Infrastructure: +2 Docker services (Redis + Celery worker). Optional +1 for Celery Beat (scheduled tasks).
Pros:
- Most mature and well-documented option (15+ years, used by Instagram, Mozilla, Adyen)
- Excellent retry support: automatic retries, exponential backoff, dead letter queues
- Excellent monitoring: Flower web dashboard, django-celery-results admin
- Handles complex workflows (chains, groups, chords)
- Easy to scale horizontally
Cons:
- Requires Redis (new infrastructure dependency)
- Most boilerplate to set up (celery.py, broker config, worker management)

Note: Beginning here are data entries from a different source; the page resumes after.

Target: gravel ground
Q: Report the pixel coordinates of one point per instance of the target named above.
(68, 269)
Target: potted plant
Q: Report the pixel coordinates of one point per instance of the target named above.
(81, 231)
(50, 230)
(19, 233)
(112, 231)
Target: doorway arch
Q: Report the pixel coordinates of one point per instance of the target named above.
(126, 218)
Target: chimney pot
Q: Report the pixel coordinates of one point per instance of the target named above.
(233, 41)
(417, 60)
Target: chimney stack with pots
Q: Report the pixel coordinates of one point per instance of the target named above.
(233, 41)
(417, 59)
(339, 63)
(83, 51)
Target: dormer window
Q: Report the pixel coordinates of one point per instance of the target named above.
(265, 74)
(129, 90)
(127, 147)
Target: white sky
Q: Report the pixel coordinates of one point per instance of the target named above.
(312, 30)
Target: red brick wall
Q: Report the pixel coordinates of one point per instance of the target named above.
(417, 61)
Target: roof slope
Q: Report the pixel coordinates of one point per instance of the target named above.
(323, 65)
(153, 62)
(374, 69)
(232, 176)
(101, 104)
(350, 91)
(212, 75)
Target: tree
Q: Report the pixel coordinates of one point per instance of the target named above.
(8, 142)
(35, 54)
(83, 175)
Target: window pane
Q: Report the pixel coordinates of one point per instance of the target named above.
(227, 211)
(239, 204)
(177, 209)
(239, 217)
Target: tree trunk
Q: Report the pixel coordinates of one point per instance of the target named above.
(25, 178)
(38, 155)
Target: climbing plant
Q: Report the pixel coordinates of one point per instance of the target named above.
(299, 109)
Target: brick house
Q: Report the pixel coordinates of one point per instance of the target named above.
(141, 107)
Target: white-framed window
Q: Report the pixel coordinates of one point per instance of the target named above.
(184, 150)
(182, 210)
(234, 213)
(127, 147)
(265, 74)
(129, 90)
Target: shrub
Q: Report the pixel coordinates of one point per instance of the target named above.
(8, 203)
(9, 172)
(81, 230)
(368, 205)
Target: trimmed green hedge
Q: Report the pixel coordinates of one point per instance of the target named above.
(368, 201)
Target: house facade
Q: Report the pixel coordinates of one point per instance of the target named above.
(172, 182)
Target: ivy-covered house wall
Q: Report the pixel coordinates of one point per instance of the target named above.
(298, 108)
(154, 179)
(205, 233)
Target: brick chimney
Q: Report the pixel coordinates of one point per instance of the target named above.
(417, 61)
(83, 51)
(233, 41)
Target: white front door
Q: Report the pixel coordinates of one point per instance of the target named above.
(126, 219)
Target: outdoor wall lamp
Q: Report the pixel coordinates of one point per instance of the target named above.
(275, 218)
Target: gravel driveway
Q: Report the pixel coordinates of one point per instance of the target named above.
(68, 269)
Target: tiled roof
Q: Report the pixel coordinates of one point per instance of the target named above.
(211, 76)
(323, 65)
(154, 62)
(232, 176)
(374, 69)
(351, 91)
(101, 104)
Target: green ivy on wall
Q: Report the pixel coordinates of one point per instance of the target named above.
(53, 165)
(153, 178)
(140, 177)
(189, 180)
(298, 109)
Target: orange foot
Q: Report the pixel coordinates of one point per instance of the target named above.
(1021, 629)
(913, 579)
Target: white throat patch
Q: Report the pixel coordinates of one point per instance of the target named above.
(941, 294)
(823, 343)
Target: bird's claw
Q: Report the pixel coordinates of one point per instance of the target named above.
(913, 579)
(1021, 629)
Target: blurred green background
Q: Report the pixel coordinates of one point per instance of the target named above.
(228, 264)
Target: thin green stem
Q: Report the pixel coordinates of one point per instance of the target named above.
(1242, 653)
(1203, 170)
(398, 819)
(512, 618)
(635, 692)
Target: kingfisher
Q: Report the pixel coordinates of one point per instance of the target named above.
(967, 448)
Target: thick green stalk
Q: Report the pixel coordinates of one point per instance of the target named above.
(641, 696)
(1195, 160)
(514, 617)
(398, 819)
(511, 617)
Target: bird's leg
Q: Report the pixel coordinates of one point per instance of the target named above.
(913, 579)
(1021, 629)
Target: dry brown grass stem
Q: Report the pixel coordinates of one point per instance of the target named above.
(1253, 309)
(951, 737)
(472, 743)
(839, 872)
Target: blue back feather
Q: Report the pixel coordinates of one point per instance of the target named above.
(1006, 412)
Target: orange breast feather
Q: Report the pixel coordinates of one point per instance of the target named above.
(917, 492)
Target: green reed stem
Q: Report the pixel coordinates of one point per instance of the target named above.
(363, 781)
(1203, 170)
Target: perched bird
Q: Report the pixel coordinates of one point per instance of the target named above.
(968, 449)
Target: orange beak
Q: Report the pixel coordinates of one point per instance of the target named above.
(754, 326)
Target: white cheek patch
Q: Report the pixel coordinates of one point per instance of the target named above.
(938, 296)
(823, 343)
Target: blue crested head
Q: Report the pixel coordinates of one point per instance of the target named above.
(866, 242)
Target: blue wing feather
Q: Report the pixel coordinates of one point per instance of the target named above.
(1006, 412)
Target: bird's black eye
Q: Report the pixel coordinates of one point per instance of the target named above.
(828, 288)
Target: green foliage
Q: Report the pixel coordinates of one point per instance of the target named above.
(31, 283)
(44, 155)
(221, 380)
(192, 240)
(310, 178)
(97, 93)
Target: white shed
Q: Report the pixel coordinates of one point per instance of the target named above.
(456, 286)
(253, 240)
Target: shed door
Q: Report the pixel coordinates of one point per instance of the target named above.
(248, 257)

- Overkill for our low-volume, staff-triggered workload
- Configuration can be finicky (serializers, timezones, result backends)
Comparison
| Criteria | django.tasks | subprocess + CronJob | Django-Q2 | Huey | Celery |
|---|---|---|---|---|---|
| New deps | 1 (django-tasks) |
0 | 1 (django-q2) |
1 (huey) |
2-3 |
| New Docker services | +1 (worker) | 0 | +1 (worker) | +2 (Redis + worker) | +2-3 (Redis + worker + beat) |
| Requires Redis | No | No | No | Yes | Yes |
| Task persistence | Yes (DB) | No | Yes (DB) | Yes (Redis) | Yes (Redis) |
| Retry support | Manual (CronJob) | Manual | Built-in | Built-in | Excellent |
| Admin UI | Basic | None | Best | Basic | Good (Flower) |
| Setup complexity | Low | Trivial | Low | Low-medium | Medium-high |
| Maturity | New (~1 year) | N/A | Good (~8 years) | Good (10+ years) | Excellent (15+ years) |
Recommendation: django.tasks + django-tasks DatabaseBackend
For our workload (staff-triggered, low volume, ~10 users, PostgreSQL already in place, no Redis), django.tasks is the best fit:
- No Redis. We already have PostgreSQL and don't need a new infrastructure dependency for our throughput level
- First-party API.
django.tasksis in Django core. Task code is portable across backends, so if we ever need to swap to a Redis-backed backend, we change one setting - Minimal overhead. Only one extra container running the same Django image with a different command
- Future-proof. This is where Django is heading (DEP 14). Investing in this API now means we're aligned with the ecosystem as it matures
- The retry gap is solvable. A management command + K8s CronJob that resets stuck tasks every 15 minutes gives us effective retry behavior. This pattern works regardless of which backend we choose
- Right-sized. Celery and Huey solve problems we don't have (high throughput, complex routing, distributed workers). Django-Q2 is solid but is a third-party library betting against Django's own standardization direction. subprocess works but has no persistence or visibility
If the ecosystem proves too young or we hit limitations, Django-Q2 is the natural fallback (also PostgreSQL-based, no Redis, good admin UI).